In 1831, on the orders of David Thompson, James Logan was charged with “buggery” and was committed to the jail in Niagara, and in 1835, a 28-year-old wagon maker and member of the 3rd Battalion, Lincoln Militia, Patrick Cox, received the same charge. These men would have been held at the courthouse and jail where Rye Park is today. The outcome of their charges to this day remains unknown, they likely stayed in jail for a period if time.

In 1890, “gross indecency” was a new offence that made it easier to charge men with suspected sodomy. The original language in this offence referred to only acts between men. What constituted as “gross indecency” was never formally defined. In the decades that followed, men who engaged in same-sex relations were subject to arrest, even if the activities were in the privacy of their own homes.

During this time, the sexual orientation of women was ignored. This isn’t that surprising since women during this period were often ignored. It wasn’t until 1953 that specific references to men were removed from the “gross indecency” law, and same-sex relationships across genders were now considered to be a crime. This law was amended in 1969 and made some sexual orientations legal under certain circumstances, but discrimination towards the 2SLGBTQ+ remained and lasted for DECADES.

The 2SLGBTQ+ community began advocating for equal rights and the repeal of laws that discriminated against their community. In 1971, the first protests for LGBTQ rights took place in Ottawa and Vancouver, when people demanded an end to the discrimination against gays and lesbians. One year later, Toronto held its first pride parade. Slowly, the barriers that the 2SLGBTQ+ community had faced began to crumble. In 1978, the Canadian Immigration Act removed “homosexuals” from the list of banned persons; in 1998 it became illegal to discriminate based on sexual orientation; in 2000 “common law” expanded to include same-sex couples; and in 2005 marriage rights were given to all Canadian citizens.

From the persecution of Patrick Cox and James Logan for “buggery” at the Niagara Courthouse and Jail to the recent installation of the Progressive Pride crosswalk at Niagara Stone Road and Anderson Lane, we have come a long way in almost 200 years.

But the stories of Patrick and James should serve as a reminder that for centuries there have been countless people in NOTL and across Canada that have faced and continue to face discrimination and violence, either openly or privately, based on how they choose to identify.

There are people in our Town’s history who may not have felt comfortable openly proclaiming their sexual orientation.
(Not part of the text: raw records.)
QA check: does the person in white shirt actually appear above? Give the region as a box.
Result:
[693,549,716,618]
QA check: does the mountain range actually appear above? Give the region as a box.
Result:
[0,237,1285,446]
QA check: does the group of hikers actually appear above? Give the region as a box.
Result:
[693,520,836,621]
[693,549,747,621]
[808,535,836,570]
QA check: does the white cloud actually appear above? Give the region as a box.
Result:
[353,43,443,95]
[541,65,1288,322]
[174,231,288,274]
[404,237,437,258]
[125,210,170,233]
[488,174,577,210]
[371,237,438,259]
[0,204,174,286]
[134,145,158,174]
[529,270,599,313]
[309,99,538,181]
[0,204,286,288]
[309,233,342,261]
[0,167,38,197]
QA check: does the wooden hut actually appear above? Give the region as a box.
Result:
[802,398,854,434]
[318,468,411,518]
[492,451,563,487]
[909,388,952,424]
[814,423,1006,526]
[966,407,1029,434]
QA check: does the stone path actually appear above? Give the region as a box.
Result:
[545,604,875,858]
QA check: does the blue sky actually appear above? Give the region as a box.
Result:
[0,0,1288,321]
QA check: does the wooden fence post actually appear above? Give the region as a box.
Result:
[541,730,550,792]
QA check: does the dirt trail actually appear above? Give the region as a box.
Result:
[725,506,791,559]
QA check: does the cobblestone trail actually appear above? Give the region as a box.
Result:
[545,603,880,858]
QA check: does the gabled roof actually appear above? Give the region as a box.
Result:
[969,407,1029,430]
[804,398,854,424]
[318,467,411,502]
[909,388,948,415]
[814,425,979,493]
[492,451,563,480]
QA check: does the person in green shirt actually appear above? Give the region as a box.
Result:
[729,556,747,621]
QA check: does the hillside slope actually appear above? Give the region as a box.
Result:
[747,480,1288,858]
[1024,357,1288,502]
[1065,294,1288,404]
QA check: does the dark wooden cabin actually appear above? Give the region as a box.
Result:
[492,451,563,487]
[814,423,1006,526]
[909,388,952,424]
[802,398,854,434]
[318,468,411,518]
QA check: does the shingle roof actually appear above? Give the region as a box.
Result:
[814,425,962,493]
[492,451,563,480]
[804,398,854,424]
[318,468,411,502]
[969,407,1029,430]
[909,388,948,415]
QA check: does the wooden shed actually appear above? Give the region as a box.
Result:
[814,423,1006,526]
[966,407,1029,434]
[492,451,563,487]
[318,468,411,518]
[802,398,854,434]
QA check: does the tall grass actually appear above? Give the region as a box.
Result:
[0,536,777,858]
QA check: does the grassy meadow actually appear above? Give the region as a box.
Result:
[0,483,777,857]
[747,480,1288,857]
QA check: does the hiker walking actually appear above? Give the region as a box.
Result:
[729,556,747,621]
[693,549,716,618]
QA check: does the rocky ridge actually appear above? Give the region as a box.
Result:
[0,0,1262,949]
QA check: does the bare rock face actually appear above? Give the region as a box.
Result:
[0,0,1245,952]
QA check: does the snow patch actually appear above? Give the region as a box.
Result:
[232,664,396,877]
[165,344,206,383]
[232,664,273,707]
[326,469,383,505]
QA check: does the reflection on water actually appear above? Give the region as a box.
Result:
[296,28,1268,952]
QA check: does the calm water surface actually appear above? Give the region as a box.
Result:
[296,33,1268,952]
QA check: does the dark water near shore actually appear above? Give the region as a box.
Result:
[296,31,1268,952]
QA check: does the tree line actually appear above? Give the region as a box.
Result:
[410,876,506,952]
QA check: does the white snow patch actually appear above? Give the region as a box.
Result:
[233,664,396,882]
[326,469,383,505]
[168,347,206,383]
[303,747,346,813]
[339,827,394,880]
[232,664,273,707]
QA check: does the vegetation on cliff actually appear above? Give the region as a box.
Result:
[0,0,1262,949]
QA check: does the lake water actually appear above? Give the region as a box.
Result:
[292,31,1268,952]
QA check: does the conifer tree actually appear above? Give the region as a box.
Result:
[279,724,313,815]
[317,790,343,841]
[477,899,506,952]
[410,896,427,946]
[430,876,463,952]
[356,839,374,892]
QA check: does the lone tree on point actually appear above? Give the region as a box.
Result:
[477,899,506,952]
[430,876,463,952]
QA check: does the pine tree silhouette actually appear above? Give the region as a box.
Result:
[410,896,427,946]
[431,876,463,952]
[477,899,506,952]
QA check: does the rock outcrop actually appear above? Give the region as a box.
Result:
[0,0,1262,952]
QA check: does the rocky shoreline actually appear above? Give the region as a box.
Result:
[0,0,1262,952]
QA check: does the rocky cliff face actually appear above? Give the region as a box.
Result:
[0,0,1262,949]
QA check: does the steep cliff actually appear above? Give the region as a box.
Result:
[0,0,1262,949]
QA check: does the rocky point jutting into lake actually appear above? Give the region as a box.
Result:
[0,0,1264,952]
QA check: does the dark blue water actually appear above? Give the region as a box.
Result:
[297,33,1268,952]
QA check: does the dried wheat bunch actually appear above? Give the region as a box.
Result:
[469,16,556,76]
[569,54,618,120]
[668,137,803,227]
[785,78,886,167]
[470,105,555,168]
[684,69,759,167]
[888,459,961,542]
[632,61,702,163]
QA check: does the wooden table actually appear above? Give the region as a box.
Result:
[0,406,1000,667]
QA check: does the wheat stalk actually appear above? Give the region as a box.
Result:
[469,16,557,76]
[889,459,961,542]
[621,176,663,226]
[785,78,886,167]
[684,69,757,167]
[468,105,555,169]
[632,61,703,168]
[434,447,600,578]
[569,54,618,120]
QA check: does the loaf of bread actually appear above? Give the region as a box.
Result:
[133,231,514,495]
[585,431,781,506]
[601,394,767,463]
And it’s no wonder - they feared being persecuted. These beautiful stories of friendship, love, partnership, and pride have sadly remained hidden and are very much under-represented in our museum. It is vital that we continue to take action and change this.

At the NOTL Museum we’re always adding to our collection, and it is important for us to continue our work in expanding our collection to include the stories of minority groups. We would like to develop our collection to include the history of Niagara-on-the-Lake’s 2SLGBTQ+ community and we are keen to collect more items representing members of this community.


*2SLGBTQ+ stands for Two-Spirited, Lesbian, Gay, Bisexual, Transgender, Queer, and more.